In China military officers were recently given detailed lifestyle rules as part of the ongoing effort to curb the persistent corruption in the military. The new rules expressly forbid a lot of the social practices that have been a part of Chinese culture for thousands of years. Military officials are now limited on how much they can spend to entertain senior officers coming to visit. Taking note of modern communications the new rules also limit the number of inspection-type visits as well as how much the travelers can spend. In doing all this the reformers are not only attacking opportunities for corruption but also emulating Western practices. It has not been lost on many Chinese military analysts that Western forces are more effective in combat in part because they are more austere in many ways that the Chinese military is not.

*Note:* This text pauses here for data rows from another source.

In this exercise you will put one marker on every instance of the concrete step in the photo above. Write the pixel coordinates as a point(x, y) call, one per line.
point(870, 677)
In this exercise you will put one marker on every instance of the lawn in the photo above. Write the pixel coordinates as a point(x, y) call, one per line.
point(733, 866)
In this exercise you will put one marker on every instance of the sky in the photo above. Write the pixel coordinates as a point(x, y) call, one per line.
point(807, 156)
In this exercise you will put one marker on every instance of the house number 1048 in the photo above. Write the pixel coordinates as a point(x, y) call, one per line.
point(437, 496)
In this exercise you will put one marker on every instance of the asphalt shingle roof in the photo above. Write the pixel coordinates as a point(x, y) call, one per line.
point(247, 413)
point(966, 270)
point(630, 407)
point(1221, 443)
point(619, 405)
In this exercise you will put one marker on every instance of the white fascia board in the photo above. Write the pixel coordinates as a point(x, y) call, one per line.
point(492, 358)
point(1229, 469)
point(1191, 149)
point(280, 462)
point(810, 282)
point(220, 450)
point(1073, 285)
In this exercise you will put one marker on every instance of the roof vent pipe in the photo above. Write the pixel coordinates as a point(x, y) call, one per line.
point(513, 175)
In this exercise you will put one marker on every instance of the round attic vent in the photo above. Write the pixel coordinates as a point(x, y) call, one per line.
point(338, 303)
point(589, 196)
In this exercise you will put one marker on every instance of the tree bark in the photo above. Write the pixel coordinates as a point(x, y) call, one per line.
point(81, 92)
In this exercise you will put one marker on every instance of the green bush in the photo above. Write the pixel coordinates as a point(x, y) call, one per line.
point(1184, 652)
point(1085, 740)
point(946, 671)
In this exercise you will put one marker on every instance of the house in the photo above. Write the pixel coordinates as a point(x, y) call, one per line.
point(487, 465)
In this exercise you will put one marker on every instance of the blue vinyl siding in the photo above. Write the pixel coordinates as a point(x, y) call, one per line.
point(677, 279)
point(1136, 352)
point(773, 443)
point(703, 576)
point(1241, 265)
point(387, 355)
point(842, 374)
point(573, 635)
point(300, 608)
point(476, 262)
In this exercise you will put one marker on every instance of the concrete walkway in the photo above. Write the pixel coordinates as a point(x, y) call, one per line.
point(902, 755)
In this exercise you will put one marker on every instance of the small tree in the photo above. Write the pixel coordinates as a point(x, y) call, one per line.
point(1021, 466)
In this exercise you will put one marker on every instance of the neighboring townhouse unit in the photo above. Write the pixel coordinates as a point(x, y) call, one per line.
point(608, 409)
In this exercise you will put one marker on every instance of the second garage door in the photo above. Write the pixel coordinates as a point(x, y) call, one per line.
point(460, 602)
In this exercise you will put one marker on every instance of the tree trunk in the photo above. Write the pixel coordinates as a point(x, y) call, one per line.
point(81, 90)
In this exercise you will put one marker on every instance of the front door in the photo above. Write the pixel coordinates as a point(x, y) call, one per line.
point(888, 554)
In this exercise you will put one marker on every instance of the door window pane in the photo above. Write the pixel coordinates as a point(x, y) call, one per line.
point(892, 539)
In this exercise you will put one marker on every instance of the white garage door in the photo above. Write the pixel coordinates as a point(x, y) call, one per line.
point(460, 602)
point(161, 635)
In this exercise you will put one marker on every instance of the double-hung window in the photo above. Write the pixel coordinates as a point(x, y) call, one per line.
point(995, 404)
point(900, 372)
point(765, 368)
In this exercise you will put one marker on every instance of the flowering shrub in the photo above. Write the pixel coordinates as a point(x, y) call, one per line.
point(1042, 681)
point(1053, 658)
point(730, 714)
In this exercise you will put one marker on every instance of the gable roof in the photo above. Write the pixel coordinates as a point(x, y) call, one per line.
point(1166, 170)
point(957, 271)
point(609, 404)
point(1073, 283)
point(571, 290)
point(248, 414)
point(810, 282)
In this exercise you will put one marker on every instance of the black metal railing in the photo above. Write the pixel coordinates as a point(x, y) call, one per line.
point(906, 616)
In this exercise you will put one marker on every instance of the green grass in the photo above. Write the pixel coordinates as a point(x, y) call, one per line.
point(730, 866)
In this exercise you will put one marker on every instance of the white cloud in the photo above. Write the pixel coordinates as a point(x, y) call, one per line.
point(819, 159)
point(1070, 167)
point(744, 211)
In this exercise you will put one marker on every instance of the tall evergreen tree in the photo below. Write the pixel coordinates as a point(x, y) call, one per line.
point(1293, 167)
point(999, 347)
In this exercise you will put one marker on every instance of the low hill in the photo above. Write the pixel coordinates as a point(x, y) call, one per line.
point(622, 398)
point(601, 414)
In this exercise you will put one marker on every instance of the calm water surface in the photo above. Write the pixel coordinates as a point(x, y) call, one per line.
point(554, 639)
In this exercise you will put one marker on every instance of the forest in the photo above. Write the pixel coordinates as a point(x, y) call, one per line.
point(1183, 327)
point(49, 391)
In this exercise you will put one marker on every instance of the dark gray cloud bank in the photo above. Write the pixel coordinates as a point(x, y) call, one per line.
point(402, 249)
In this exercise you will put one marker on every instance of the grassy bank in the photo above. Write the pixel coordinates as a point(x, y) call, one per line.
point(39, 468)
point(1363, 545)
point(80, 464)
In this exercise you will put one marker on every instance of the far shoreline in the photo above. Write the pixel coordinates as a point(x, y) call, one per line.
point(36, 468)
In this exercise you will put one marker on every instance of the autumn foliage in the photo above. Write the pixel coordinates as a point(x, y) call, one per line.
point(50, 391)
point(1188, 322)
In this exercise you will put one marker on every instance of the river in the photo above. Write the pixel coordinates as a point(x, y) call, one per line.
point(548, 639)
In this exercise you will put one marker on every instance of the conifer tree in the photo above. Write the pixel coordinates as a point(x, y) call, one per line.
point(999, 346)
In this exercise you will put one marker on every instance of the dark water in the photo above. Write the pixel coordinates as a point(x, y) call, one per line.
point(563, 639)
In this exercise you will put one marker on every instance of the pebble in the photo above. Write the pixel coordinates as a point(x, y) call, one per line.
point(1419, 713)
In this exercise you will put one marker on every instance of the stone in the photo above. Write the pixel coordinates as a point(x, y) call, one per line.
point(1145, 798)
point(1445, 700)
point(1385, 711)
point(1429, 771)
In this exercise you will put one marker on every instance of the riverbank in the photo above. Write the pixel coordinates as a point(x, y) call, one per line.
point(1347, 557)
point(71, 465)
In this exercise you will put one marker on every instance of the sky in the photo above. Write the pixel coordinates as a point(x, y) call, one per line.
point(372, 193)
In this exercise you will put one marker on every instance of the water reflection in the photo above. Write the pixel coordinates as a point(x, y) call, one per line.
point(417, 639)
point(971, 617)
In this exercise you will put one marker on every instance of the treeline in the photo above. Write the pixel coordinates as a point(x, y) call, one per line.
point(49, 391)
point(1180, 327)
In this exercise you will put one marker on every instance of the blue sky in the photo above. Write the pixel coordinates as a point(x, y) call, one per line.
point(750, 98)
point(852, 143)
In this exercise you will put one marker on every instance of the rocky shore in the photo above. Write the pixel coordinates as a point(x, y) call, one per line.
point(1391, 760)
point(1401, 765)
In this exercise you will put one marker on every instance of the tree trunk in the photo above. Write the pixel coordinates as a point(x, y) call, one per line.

These lifestyle rules are but the latest attempt to curb corruption and evolved from earlier rules. For example in early 2015 the Chinese Communist Party issued an order that all promotions in the military now required candidates to meet strict weight and physical fitness requirements. In this case the thinking is that one way to curb paying bribes get promotions (enabling the promoted officer to steal even more) is to take advantage of the fact that corrupt officers tend to be overweight because they are more interested in getting rich than in being good soldiers. The corrupt officers drink more, eat more and exercise less than officers devoted to their military duties. Thus is anyone bribes their way past the new regulation they would be instantly recognizable as dirty (and fat). The reformers quickly noted that officers were willing to lose weight and exercise more, but the ornate banquets simply shifted to smaller portions of more expensive food as well as handing out more non-edible, and more expensive, gifts to honored guests. That led to the new lifestyle rules.
Many officers use a combination of greed and respect for tradition to resist efforts to curb corruption. Each new effort is seen as a challenge, not something that will eliminate any of the corruption that defines relationships between officers. Even NCOs and lower ranking troops, taking a cue from their superiors, feel free to grab whatever they can get away with. As a result decades of anti-corruption efforts have had little impact on the military. Then again corruption in the military has been a problem in China for thousands of years. Yet many of the latest new regulations are clever in that they take advantage of the fact that fat officers have long been symbolic of corrupt (and often ineffective) officers and it is hoped that any officers who continue to bribe their way past the new regulations will be called out by an angry public with access to photos of the fat officers on the Internet. For the new rules to work at all the Communist Party has to resist calls for exceptions for “special cases” (seen by most Chinese as yet another form of corruption) which would be publically ridiculed anyway. Now the reformers know that officers don’t mind getting thin and austere as long as their bank balances remain fat. So far efforts to curb military corruption has done little to reduce public ridicule, especially via the Internet. Not that corrupt officials don’t try, by hiring (from firms that specialize in this sort of thing) Internet shills to try and shout down those ridiculing the chubby and probably corrupt officers. Nevertheless the Chinese Communist Party gets credit for its persistence and that, according to tradition, is how things really get done in China.